Gitler’s team, which has spent 15 years studying TDP-43, went hunting for examples of splicing errors linked to ALS that could play a key role in disease. Researchers had already found one such example, and, in the recent study, the Stanford group sifted through publicly available data in search of others.
They found 66 genes that were spliced differently in patients with ALS. One of them, UNC13A, immediately caught Gitler’s eye. That’s because the protein, which regulates how neurons send chemical signals to one another, had been linked to ALS in previous genetic studies. The authors found that UNC13A RNA in ALS patients included an extra stretch of genetic sequence. This sequence only showed up in cells missing TDP-43 from their nucleus, suggesting that the protein ordinarily helps snip out this region.
Splicing errors were even more frequent among patients with genetic variants of UNC13A associated with a higher risk of ALS. Rosa Ma, a graduate student in Gitler’s lab, found that these variants, known as single nucleotide polymorphisms, weren’t just in any random part of UNC13A — they were in or near the site of the error. And patients with two copies of the variants died more quickly after diagnosis than those with one or none.
“Shoot, that’s going to be big,” Gitler recalls blurting when he saw Ma’s finding. “It’s screaming at you that this is important, because it’s proven through human genetics.”
(“Shoot” may not have been his exact word, Gitler acknowledged. But it’s close.)
Meanwhile, a group at University College London was making nearly the exact same discovery. Once the two teams learned of each other’s progress, they struck an unorthodox pact: They uploaded their papers to preprint server bioRxiv — meaning they had not yet been peer-reviewed — at exactly the same time before submitting to Nature, where they continued to coordinate their progress.
“Too much emphasis is unfortunately put on being the first at publishing results, and therefore, initially, knowing another team was working on the same results did cause some anxiety,” Pietro Fratta, senior author of the U.K. group’s study, said in an email. “Truth is, it’s really exciting we both came to the same conclusions, and this really supports the science underlying it.”

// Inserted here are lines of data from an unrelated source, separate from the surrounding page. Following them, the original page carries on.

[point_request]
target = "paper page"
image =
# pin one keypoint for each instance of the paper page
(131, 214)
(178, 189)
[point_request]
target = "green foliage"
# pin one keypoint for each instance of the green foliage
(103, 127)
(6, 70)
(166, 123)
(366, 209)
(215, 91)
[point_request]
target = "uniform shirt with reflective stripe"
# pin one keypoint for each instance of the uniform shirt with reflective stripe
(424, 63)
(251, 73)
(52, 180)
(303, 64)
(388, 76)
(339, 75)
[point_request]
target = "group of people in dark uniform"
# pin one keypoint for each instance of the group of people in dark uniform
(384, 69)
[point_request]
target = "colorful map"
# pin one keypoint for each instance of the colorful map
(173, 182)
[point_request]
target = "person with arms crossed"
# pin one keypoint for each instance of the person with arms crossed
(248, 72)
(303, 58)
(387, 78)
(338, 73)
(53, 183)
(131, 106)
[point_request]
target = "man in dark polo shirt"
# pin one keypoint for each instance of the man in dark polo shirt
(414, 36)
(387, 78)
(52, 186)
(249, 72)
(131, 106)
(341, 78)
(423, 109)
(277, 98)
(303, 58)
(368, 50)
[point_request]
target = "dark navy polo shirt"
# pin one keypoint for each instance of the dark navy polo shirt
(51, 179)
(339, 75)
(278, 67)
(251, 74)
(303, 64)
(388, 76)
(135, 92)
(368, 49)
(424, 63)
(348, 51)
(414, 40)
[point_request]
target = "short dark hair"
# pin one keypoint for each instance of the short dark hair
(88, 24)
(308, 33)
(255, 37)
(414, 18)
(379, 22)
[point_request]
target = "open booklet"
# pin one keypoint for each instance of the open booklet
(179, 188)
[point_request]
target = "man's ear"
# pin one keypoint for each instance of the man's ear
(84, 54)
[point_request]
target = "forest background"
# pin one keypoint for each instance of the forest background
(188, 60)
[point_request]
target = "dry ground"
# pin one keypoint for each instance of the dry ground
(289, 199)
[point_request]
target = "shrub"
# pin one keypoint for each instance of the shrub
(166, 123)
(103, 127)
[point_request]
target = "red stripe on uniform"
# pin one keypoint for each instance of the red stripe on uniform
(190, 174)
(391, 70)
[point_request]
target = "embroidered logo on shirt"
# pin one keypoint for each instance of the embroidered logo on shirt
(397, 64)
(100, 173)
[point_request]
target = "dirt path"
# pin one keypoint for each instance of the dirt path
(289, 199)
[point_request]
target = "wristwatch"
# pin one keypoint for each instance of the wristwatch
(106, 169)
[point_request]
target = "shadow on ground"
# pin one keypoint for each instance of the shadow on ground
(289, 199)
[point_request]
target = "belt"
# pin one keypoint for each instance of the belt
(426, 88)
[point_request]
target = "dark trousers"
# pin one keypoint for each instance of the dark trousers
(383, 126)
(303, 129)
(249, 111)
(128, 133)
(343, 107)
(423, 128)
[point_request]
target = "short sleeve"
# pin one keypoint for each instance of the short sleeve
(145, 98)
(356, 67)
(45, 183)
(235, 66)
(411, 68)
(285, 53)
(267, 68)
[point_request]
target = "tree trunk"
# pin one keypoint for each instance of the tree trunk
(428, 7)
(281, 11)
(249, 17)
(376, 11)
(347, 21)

Researchers are now exploring how they can turn their discovery into an ALS treatment. One way to do so could be with a short snippet of genetic code that binds to messenger RNA and prevents or corrects UNC13A splicing defects. That’s the idea behind Spinraza, a blockbuster drug for spinal muscular atrophy, a debilitating neuromuscular disease.

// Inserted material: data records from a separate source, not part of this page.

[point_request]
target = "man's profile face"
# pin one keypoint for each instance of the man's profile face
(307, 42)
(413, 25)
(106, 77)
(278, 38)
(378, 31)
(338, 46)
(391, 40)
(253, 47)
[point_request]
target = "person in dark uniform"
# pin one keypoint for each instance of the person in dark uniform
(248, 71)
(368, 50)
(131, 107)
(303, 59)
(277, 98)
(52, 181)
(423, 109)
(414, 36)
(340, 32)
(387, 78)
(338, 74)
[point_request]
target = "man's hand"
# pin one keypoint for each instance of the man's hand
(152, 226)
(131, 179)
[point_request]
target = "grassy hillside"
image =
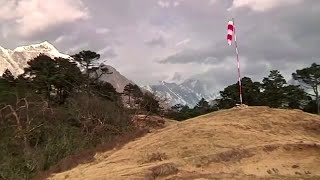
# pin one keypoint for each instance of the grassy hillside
(246, 143)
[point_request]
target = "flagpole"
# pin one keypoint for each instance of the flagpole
(238, 62)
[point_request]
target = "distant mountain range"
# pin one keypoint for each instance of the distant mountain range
(188, 92)
(16, 60)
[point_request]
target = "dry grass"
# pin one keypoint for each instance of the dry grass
(162, 170)
(153, 157)
(241, 143)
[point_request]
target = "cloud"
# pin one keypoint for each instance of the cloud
(156, 42)
(262, 5)
(169, 3)
(183, 42)
(107, 52)
(274, 34)
(164, 4)
(33, 16)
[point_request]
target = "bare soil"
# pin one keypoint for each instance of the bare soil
(240, 143)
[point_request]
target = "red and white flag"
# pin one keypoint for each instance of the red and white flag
(230, 32)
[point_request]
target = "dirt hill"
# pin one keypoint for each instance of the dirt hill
(246, 143)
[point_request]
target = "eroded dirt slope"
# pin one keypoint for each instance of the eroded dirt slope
(246, 143)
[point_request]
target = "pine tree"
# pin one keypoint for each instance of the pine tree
(310, 78)
(273, 89)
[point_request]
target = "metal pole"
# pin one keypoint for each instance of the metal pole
(238, 62)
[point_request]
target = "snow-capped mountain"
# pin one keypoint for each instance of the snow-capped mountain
(188, 92)
(16, 60)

But it’s unclear whether targeting UNC13A alone would help, or whether researchers would need to target a whole slew of splicing errors. Gitler’s team is just starting to tackle that question.
Still, the studies are raising hopes among ALS experts who stress that approved, effective treatments for the disease are sorely needed. The Food and Drug Administration is currently reviewing a drug application from Amylyx Pharmaceuticals, but there’s no guarantee the biotech’s treatment will be approved. And BrainStorm Cell Therapeutics has yet to apply for approval of its ALS drug after the FDA raised concerns last year about the company’s clinical trial results.
“I think [this study’s] beginning to form sort of a new perspective on the disease,” said Sam Pfaff, a neuroscientist at the Salk Institute who was not part of either recent report. “This serves as a nice reference point to begin to think much more seriously about splicing and trying to treat the defects that might arise.”
Correction: An earlier version of this story incorrectly stated that BrainStorm Cell Therapeutics had submitted an application for its experimental ALS drug to the FDA.